Interpretation taken from:

Isaiah 23: Tyre will be destroyed, left without house or harbor.  Tyre, north of Israel on the Mediterranean Sea, was a huge shipping and trade center during Isaiah’s time.  Tyre was part of Phoenicia.  It had two parts: a city on the coast and a city that sat on a nearby island.  The coastal city was conquered by both the Assyrians and the Babylonians.  The island city was not conquered until Alexander the Great conquered it in 332 BC, using methods never before thought of which was part of his genius as a military conquerer. Egypt will be in anguish at Tyre’s fall.  The Lord planned Tyre’s fall, to humble it.  The merchants and traders prospered because of their skill and because of God’s blessings.  Cyprus, an island nation still in existence but under Tyre’s control during Isaiah’s time, will not be spared.  The Babylonians (who will be brought down) and the Assyrians have made the land a desert and a ruin.  For 70 years Tyre will be forgotten but at the end of 70 years, Tyre will be remembered and will return to its glory (symbolized by the prostitute) but its riches will be for the Lord’s purposes.

I got help in understanding this here:

Tyre and Cyprus have a huge amount of history just on their own.  You could spend hours learning about their role in ancient times.


12) Babylon: Elam and Media attack, Babylon falls, all the images of its gods lie shattered on the ground

Edom: First one attack, then a respite, then another attack all by Assyria

Arabia: all the pomp of Kedar will end with few survivors

Tyre: Assyria conquers Tyre as well, destroying the city and leaving no houses or harbor (Tyre was a huge center of trade in Isaiah’s day)

13) A day of tumult, trampling and terror by bows and chariots, battering down of walls, crying out to the mountains, Elam and Kir (probably allies with Babylonians at the time) invade, the defenses of Judah are stripped away.  This is the prophesy of the overthrow of Jerusalem by the Babylonians.  Jerusalem made all of these preparations for the attack except for the one that mattered: turning to God for help.

14a) Personal Question.  My answer: The cruel enemies of Judah will be destroyed and judged by God.   Jerusalem, God’s people, will also be judged because they did not turn to Him for help.  Yet through the example of Eliakim, God always has something better in store for His people, be it Earthly or unearthly.

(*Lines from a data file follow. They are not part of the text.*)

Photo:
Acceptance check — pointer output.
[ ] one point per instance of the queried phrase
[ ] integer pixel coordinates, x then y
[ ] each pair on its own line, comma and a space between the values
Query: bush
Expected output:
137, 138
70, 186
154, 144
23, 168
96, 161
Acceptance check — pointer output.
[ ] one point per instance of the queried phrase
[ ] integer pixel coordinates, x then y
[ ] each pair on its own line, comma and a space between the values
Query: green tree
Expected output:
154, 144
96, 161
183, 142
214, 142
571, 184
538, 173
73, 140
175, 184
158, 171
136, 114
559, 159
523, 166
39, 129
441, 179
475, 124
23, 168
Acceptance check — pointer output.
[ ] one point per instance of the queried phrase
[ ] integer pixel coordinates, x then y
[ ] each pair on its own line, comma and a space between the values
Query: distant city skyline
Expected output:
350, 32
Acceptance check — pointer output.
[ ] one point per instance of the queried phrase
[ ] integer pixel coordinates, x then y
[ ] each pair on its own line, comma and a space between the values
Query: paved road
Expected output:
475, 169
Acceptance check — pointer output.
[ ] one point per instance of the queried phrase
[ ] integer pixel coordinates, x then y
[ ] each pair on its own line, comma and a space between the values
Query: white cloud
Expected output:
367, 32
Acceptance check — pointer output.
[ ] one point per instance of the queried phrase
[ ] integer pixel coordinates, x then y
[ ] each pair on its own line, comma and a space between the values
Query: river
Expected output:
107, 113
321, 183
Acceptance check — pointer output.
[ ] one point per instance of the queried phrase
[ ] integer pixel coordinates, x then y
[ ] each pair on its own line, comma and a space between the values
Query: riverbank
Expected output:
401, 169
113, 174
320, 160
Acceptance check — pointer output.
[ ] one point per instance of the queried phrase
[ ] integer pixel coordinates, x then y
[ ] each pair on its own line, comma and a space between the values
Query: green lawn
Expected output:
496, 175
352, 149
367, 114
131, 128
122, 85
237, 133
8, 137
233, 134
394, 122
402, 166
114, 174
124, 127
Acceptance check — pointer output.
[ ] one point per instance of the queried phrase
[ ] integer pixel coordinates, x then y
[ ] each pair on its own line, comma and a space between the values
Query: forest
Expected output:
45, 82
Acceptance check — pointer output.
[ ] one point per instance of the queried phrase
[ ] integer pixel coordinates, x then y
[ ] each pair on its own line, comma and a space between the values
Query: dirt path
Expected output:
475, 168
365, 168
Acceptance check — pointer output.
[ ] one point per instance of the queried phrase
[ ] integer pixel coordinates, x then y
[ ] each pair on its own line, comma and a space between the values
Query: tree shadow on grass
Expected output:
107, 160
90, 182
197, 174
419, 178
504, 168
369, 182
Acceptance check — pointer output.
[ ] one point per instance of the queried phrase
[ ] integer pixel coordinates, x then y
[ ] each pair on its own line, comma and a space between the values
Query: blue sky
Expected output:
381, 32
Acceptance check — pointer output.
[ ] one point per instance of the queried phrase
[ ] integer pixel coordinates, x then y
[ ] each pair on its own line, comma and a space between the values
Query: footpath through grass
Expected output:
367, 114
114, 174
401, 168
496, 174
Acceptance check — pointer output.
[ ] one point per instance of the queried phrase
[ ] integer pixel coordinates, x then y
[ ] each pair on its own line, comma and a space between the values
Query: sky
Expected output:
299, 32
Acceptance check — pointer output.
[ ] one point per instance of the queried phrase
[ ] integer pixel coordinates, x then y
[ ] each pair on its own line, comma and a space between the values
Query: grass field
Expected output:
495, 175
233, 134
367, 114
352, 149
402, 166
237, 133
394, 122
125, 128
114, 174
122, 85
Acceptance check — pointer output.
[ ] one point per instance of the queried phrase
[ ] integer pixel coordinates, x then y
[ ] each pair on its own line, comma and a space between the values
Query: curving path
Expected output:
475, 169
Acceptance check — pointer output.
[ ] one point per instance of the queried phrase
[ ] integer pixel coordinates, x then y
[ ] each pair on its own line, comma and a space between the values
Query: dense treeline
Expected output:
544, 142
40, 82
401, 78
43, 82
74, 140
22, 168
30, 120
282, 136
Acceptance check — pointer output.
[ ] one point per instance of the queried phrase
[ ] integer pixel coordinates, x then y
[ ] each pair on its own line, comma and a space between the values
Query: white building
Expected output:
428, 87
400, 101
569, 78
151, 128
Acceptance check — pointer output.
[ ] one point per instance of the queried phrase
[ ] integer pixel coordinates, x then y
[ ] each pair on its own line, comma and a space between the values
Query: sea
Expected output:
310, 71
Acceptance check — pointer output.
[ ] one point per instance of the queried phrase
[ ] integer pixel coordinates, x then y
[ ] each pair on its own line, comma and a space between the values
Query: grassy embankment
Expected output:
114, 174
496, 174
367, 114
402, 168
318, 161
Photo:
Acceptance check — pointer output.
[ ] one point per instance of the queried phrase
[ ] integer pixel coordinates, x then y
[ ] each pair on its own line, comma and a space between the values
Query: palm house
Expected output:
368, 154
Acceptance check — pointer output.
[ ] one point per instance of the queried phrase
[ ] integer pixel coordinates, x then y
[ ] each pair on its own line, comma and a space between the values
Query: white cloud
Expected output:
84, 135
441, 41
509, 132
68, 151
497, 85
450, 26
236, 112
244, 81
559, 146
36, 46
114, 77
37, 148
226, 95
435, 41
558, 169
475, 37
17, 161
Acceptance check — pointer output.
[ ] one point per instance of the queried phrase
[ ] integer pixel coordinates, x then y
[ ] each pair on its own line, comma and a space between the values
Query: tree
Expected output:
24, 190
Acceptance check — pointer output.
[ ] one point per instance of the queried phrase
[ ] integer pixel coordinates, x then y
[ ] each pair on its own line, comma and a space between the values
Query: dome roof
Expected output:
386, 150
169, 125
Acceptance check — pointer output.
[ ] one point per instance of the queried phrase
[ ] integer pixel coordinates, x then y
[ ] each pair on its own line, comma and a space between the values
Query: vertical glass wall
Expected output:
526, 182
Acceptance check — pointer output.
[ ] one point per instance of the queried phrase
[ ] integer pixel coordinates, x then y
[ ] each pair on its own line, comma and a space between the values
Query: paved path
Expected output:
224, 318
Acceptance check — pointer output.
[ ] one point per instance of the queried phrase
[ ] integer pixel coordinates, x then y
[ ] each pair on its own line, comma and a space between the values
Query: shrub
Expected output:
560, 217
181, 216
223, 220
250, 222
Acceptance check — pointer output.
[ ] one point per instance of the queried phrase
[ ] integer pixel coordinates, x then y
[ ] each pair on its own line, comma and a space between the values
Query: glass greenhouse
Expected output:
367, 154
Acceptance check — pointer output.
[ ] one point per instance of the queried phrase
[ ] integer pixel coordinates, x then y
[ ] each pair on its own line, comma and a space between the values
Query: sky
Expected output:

b) Personal Question.  My answer: Knowing there is hope when life seems hopeless.  God has a plan even though we cannot see it and cannot know it.

Conclusions: I get the message of gloom and doom, but I refuse to live my short life chastising myself for all of my shortcomings and being afraid of the future.  I try to live as much as possible in the present moment, enjoying my husband, kids, and family and the rest of my blessings, helping others along the way and striving to know God better on a personal level.

We are incredibly lucky to be living in a relatively peaceful time unlike Israel and Judah in Isaiah’s time and we also have Jesus. This gives us the luxury of enjoying our Earthly life, being secure in the Lord if we have Jesus, and doing as much as possible for Him while we are here without the fear and trepidation wars and uncertainty bring.  That’s not to say we don’t have our problems (our nation that is) but on an individual level, we can live life secure from war and secure in Him.  I know my eternal destiny and if I keep that in the forefront of my mind, I should have nothing else to fear in this world.

I’m a fairly positive person and Question 14 sets me off.  It’s so hard for me to grasp war in general and its atrocities because I have not lived it so it’s hard for me to picture how I would react, but I can’t imagine I wouldn’t turn to God in those desperate times.  So extrapolating the people of Jerusalem’s mindset is hard so its impact on my life would be little to none.  All I can do is try to bring it to my world and in my world I have hope and faith in God when life sucks.

Maybe I’m missing the point here so any help would be appreciated.